Marco Bertoncini ha esordito sfatando un mito comune: il London Dry non è necessariamente il "migliore" dei gin. Questa percezione risale all'800, quando la distillazione londinese rappresentava effettivamente un metodo superiore per purificare l'alcol di base, spesso contaminato. Oggi, con tecnologie avanzate e materie prime di qualità, la situazione è radicalmente cambiata.

"Abbiamo fatto un gin con Theresianer, utilizzando i loro luppoli. Un luppolo portato a 80°C ha un gusto completamente diverso da un luppolo infuso a freddo." Questo dimostra come la distillazione, tipica del London Dry, possa alterare significativamente il profilo aromatico di certi ingredienti.

 

Bertoncini ha sottolineato che nel 2024, tutti i metodi di produzione del gin possono essere validi. La qualità dipende più dalla scelta degli ingredienti e dal trattamento ottimale di ciascuno, che dal metodo in sé; la scelta dell'acqua, ad esempio, rappresenta il 60% della bottiglia: "provate a fare un gin con quattro acque diverse, ha un gusto completamente diverso."

Vanessa Piroballo, giudice internazionale in competizioni di spirits, ha condiviso la sua esperienza nelle degustazioni. Ha evidenziato come la categoria "London Dry" nelle gare possa creare confusione, poiché spesso associata erroneamente a un profilo gustativo specifico anziché a un metodo di produzione. Ha portato un esempio pratico: "Nella categoria London Dry, c'è tantissima roba che sì, il ginepro c'è, ma ho tantissime spezie o note floreali fortissime, agrumi esplosivi freschissimi, erbe balsamiche."

 

Piroballo ha anche menzionato un problema comune nei gin distillati: "Un classico nelle gare è qualcuno che salta su e dice 'Vabbè, ma sa di minestrone, sa di verdure cotte'. È un classico. I gin che fanno questo odorino in cattivino di verdure super mega stracotte." Questo spesso capita in un London Dry dove le temperature nell'alambicco non sono state gestite correttamente.

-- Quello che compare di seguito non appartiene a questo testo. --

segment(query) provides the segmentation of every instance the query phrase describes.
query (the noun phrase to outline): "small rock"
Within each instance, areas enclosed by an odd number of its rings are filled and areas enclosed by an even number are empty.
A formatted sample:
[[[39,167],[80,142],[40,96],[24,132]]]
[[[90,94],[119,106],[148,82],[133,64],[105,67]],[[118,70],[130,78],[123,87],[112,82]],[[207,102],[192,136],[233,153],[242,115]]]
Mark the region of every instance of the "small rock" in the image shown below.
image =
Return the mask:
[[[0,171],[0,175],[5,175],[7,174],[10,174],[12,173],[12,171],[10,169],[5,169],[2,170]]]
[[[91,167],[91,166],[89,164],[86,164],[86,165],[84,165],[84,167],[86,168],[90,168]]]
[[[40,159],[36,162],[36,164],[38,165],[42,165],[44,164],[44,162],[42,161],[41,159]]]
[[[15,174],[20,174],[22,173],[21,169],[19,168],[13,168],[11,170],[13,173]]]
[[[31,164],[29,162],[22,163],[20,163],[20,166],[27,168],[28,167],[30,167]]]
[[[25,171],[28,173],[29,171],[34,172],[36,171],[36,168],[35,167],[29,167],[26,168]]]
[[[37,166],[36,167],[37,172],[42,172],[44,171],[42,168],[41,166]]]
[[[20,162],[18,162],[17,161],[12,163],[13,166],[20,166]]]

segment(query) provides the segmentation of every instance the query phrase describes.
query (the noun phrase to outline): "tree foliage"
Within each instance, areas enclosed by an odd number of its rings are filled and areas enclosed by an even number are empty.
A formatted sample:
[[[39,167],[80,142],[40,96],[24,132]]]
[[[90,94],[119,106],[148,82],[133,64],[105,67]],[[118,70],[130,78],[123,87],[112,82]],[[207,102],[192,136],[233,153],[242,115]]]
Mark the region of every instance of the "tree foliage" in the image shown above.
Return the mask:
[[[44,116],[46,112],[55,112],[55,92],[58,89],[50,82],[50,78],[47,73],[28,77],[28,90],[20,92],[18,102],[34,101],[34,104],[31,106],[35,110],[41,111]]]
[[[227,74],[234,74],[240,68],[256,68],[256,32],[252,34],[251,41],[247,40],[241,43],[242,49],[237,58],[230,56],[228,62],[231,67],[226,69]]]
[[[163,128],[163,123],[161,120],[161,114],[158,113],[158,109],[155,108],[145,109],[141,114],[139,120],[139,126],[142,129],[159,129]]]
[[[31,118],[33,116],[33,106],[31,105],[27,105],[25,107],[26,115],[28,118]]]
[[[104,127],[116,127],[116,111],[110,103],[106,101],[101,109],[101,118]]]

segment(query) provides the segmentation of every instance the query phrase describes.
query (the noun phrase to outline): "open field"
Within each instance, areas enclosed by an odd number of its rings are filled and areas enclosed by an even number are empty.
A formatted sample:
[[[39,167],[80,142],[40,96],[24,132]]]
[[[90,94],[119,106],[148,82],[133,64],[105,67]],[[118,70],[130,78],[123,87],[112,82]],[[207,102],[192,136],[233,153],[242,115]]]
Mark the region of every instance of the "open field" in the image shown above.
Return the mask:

I relatori hanno concluso con una provocazione: considerare il gin come un prodotto "a scadenza". Bertoncini ha proposto: "Prendiamo le botaniche di stagione, utilizziamo le cose che ci servono e infondiamole nel miglior modo possibile. E scriviamo sulla bottiglia: questa bottiglia la devo vendere in sei mesi." Ha fatto un parallelo con altri prodotti: "La birra perde il suo profilo aromatico durante l'anno, ma nessuno si stupisce. Perché non farlo quindi nel gin?"

In sintesi, l'intervento ha invitato il pubblico a guardare oltre i preconcetti sul London Dry, enfatizzando l'importanza della qualità degli ingredienti e dell'abilità del produttore nel creare gin eccellenti, indipendentemente dal metodo di produzione scelto.